Hari-hari ini kita disuguhi beragam berita tentang aksi teror bom bunuh diri di sejumlah tempat. Mulai dari kerusuhan di Mako Brimob Depok, teror bom di Surabaya dan Sidoarjo, hingga serangan ke Markas Besar Polda Riau.
Sebagaimana diketahui, rangkaian serangan bom bunuh diri yang dilancarkan kelompok teroris tersebut telah menelan korban jiwa, baik yang meninggal, maupun yang luka-luka. Korban berasal dari aparat, pelaku teror, dan masyarakat sipil.
Pertanyaan krusialnya, mengapa para pelaku teror ini nekad melakukan "serangan bunuh diri"? Mengapa mereka begitu tega dengan sengaja dan terencana membunuh orang-orang yang sama sekali tidak bersalah? Apa sebetulnya yang ingin mereka kejar, surga atau kepentingan lain?
Banyak analisis yang berupaya untuk menjawab pertanyaan-pertanyaan tersebut. Sebagian kalangan mengaitkannya dengan masalah kemiskinan atau ketidakadilan. Sebagian lagi menautkannya dengan masalah ideolog, bahkan politik.
Dari beragam pandangan tersebut, salah satu hal, yang menurut saya, jauh lebih penting untuk dicerna adalah masalah indoktrinasi. Bentuk penggemblengan suatu paham atau doktrin untuk melihat kebenaran hanya dari satu sumber, atau dari sudut pandang tunggal semata.
Pertanyaannya, mengapa para pelaku teror ini menerima begitu saja doktrin, misalnya, bahwa dengan bom bunuh diri dia bisa masuk surga?

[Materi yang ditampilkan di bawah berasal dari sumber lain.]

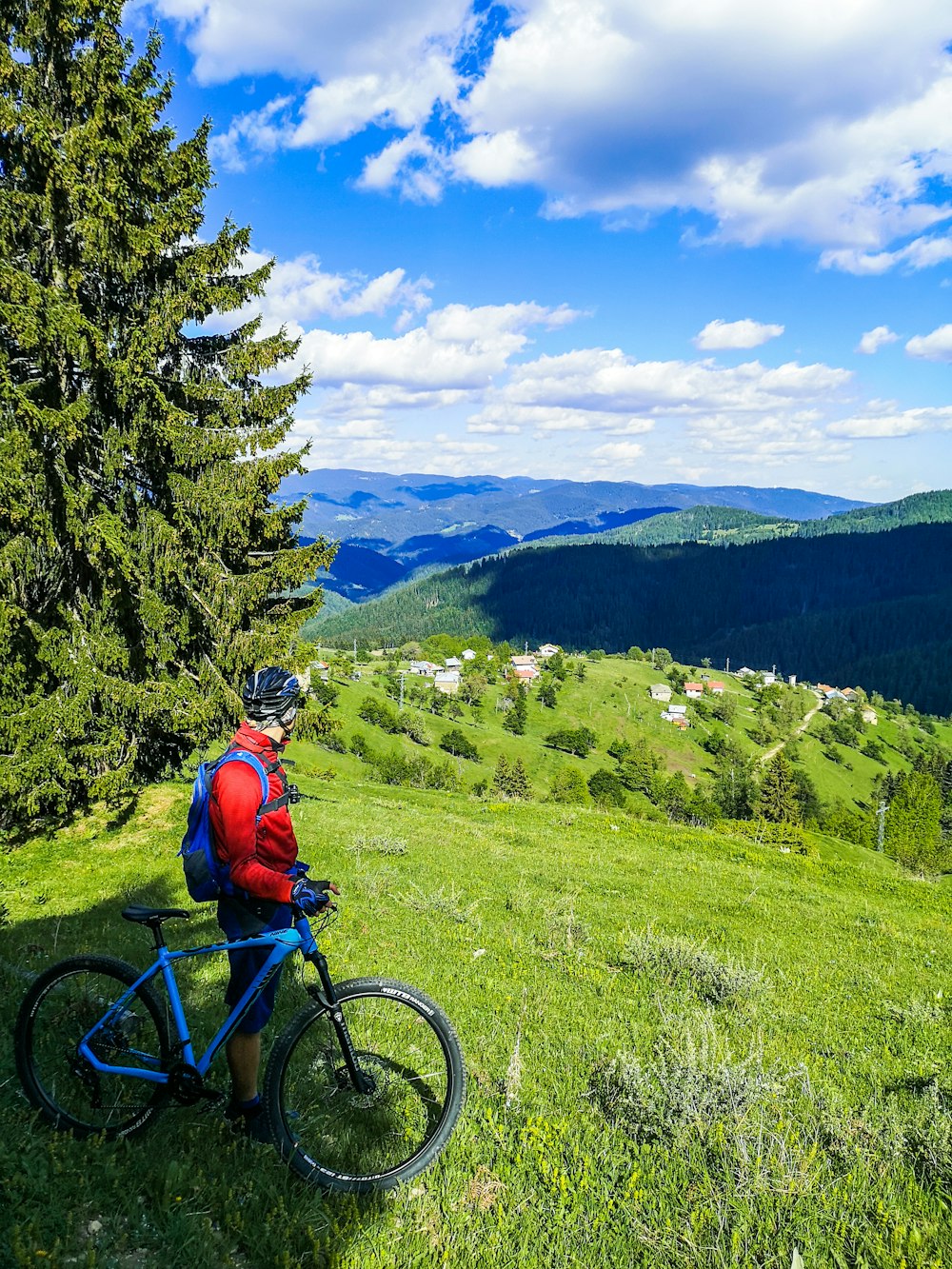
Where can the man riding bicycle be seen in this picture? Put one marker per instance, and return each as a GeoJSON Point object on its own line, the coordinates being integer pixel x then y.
{"type": "Point", "coordinates": [258, 843]}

Atau apa yang menyebabkan mereka yakin bahwa tindakan menghilangkan nyawa kaum yang tidak sejalan dengan keyakinan dan tujuan mereka dianggap halal?
Saat coba membaca dan menafsirkan tindakan para teroris ini, saya jadi teringat dengan analisis filsuf perempuan Jerman, Hannah Arendt, atas tindakan Adolf Eichmann yang menjadi kepala eksekutor para tahanan Nazi Jerman di kamp konsentrasi di bawah pemerintahan Adolf Hitler.
Sekedar mengingatkan, ideologi negara totaliter ala Hitler mengharuskan masyarakat tunduk patuh tanpa kritis pada kemauan negara. Negara yang dimaksud pun tidak lain kecuali sang "Fuhrer" Hitler. Yang mengerikan, pemerintahan totaliter kecenderung menghalalkan kekejaman dan kekerasan.
Hugh Purcel, dalam bukunya "Fascism" (2000) mendeskripsikan bahwa rezim fasis yang dibangun oleh Adolf Hitler merupakan negara yang paling berkuasa dan merusak dalam sejarah dan era negara modern. Alasannya sederhana.
Dalam pemerintrahannya, Hitler membangun mesis teror dan polisi rahasia untuk mengontrol dan mengendalikan organ negara. Eichmann bekerja dan menjadi bagian penting dari sistem super represif ini.
Menurut Arendt, saat mengeksekusi para tahanan, Adolf sama sekali mengabaikan kemampuannya untuk "menilai tindakannya." Menilai tindakan berarti memberi pertimbangan secara mandiri apakah tindakan itu benar atau salah. Mencoba melihat secara imajinatif dampak tindakan dari sudut para korban. Dan memberi evaluasi tindakan dengan menyertakan perasaan empati.